There was a time, not too long ago in our reckless youth, when the term “Linux” might have been met with a gaze generally reserved for naughty and/or vaguely Germanic-sounding words. Mothers would have disapproved, because although they might not have known what it meant, it was probably inappropriate and surely the result of listening to those foul-mouthed high schoolers after band practice.
But times have changed. Not only are we no longer concerned with high schoolers and their after-band jargon, but we're fairly confident now that “Linux” is somehow computer-related, and therefore harmless geekery. Saying it will keep you from getting a date to the prom, but at least it's not sailor-talk.
Actually, talk of Linux has escalated quite a bit during the past year. In fact, if you follow sites like Digg or Slashdot, then you're all too aware that it's likely to overtake news aggregators altogether, until there's nothing left but one huge link button to Ubuntu. And “Ubuntu”... there's another term you wouldn't have used at the dinner table a couple years ago. But now, it's becoming harder and harder to not see a reference for Ubuntu whenever you see a reference for Linux, as its famed stability and ease-of-use has made it the poster child for the new era of Linux.
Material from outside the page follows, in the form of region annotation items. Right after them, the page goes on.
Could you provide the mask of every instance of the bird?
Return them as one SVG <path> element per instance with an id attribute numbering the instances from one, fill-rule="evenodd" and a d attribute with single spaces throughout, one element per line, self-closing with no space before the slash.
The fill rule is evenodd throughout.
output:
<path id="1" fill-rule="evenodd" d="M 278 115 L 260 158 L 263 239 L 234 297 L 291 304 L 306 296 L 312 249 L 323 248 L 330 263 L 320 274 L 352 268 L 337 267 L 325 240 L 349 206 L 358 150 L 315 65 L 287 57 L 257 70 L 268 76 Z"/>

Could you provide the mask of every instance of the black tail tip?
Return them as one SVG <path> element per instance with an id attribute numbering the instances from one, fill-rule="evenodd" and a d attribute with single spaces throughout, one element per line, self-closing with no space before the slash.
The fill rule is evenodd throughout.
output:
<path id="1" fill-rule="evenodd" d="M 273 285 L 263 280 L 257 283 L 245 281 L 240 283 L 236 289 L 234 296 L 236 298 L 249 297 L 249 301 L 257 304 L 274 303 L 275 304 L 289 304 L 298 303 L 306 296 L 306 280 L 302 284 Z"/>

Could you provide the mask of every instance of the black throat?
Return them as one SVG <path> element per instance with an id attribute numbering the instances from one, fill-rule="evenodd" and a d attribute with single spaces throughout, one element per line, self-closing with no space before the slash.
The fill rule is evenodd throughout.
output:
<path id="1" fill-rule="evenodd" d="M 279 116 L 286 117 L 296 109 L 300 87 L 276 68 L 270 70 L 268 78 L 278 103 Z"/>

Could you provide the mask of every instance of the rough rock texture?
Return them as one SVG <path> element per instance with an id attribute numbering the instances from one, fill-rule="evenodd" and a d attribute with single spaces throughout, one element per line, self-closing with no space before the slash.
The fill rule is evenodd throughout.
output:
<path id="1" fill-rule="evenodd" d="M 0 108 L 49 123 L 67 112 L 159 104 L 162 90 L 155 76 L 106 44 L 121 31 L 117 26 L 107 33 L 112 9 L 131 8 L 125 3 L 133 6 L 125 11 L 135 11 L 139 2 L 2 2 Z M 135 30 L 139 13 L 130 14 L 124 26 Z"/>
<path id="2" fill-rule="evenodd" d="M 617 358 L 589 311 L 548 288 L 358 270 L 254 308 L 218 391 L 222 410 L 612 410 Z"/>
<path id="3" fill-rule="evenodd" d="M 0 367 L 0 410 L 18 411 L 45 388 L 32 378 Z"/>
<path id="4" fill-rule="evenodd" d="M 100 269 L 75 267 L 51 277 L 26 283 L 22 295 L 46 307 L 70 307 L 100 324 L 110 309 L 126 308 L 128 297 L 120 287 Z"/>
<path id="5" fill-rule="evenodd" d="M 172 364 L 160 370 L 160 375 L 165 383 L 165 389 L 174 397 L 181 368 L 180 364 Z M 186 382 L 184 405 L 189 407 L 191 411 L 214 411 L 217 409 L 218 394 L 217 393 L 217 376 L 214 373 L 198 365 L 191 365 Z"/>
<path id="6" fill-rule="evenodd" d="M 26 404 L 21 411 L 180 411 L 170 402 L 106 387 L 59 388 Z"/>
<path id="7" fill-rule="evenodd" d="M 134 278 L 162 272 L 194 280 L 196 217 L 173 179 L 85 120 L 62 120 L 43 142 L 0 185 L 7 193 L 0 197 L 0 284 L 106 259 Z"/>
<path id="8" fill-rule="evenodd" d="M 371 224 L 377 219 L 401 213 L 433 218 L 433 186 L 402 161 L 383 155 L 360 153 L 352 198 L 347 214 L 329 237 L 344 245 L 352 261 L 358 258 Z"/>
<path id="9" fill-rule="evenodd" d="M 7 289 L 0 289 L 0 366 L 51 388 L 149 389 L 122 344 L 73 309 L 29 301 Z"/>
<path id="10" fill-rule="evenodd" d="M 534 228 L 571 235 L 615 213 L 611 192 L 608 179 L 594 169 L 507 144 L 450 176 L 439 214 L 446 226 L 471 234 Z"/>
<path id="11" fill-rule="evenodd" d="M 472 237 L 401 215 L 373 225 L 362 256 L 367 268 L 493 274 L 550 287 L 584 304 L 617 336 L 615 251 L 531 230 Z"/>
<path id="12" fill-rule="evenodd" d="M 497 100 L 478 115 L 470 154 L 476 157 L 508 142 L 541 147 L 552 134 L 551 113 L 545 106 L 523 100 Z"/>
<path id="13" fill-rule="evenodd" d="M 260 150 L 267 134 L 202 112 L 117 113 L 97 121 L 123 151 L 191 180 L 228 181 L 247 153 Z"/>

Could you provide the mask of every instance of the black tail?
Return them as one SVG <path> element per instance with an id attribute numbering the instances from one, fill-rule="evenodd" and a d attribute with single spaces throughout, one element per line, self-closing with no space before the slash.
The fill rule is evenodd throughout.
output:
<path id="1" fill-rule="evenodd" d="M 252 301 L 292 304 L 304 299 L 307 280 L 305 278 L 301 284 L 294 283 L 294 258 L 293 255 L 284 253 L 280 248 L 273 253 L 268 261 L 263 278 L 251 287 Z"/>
Enter the new book Ubuntu Linux For Non-Geeks by Rickford Grant. It's geared towards even novice computer users who are interested in seeing what this Ubuntu Linux thing is all about (which they can even do without installing it on their computer at all, thanks to the included Live CD), but wouldn't mind a little guidance while doing so.
Linux, the free and open-source operating system (and for you purists, I'm just trying to keep the definition simple), is the new darling of the tech world. Remember all the commotion around Firefox, and how it was touted as a better, faster and safer browsing experience when compared to Internet Explorer? Well, a similar comparison could be (and generally is) made in regards to Linux as an upset to Windows. People are sick of virus attacks and malware, and really just care about a safe and comfortable place to work on their office applications, surf the net, and organize their music. You certainly don't need Windows to do any of that, although many people mistakenly think that “operating system” equals “Microsoft Windows.”